Is this how it goes or are there some inaccuraries in this analogy?

Edit #2: I found this good blogpost explaining what goes on with scanf's & the input buffer, together with @dbush & @Weather Vane answers to completely answer any doubts I've had regarding this

CodePudding user response:

When reading from a terminal, nothing gets sent to scanf until you press ENTER.

So in your case, you have 6 strings which look like numbers in the input buffer. The first scanf reads just the first number, because that's what its pattern is looking for and leaves the rest in the input buffer. Then the program continues by calling printf, and because the string ends with a newline it gets printed immediately. When the program then loops back around to scanf, there's already data in the input buffer so it reads what's there and returns immediately, and the cycle continues.

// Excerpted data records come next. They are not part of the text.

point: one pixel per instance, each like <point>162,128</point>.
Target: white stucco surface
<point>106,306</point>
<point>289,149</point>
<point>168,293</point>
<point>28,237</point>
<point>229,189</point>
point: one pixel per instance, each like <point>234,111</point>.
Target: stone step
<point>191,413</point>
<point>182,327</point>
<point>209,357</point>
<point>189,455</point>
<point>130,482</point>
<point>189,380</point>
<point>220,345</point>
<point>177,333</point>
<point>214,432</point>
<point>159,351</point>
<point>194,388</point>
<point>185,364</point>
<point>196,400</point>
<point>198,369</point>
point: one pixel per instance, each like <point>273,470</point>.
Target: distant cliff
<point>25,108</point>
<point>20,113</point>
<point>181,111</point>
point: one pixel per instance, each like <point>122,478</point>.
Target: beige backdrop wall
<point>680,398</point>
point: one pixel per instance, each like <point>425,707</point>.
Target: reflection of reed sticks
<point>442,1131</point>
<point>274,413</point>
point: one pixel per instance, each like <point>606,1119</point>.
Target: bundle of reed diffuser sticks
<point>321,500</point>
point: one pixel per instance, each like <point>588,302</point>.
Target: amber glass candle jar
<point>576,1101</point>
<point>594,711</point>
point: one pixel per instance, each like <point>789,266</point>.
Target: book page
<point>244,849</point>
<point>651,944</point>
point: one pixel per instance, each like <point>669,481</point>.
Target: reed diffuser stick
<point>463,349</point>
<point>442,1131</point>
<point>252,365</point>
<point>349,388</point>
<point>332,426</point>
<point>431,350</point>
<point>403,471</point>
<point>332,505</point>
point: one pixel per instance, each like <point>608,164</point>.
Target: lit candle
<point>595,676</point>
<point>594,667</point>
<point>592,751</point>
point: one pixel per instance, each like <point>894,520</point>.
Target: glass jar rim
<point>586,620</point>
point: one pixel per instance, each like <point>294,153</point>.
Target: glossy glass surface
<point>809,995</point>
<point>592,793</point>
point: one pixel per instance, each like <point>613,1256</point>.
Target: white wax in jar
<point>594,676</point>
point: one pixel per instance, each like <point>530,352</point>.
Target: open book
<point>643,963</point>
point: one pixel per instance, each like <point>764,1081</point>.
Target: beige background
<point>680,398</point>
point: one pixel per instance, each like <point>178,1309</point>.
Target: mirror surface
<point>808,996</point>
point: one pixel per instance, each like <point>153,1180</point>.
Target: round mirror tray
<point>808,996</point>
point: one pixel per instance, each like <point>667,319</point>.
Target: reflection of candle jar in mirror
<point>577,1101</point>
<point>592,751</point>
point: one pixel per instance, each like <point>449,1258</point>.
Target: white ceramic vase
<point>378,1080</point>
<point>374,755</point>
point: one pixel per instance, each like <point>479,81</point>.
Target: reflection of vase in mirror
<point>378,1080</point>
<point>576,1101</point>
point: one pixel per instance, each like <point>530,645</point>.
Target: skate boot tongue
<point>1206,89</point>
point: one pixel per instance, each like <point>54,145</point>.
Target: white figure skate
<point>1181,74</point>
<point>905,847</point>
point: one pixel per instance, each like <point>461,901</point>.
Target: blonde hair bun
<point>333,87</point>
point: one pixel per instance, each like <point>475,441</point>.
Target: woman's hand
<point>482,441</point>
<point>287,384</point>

So only the first call to scanf is waiting for input from the user, while the others are reading what's already in the input buffer, and the printf calls are having their output go to the terminal immediately since the string to print ends with a newline.

CodePudding user response:

When the program runs the first scanf("%d", &size); it reads the value of 5 from the input stream, and this value is used to define the size of the array "v". Then, the loop starts to run and for each iteration, it calls scanf("%d", &v[i]), which reads a value from the input stream and assigns it to the i-th element of the array.

However, it also calls printf("the %d-th element is : %d\n",i, v[i]), which prints the value of the i-th element of the array and the iteration number.

So, after the program reads the 5 values that it needs to fill the array, it reads one more value, which is not assigned to any variable, and this is the reason why you see the extra value in the output.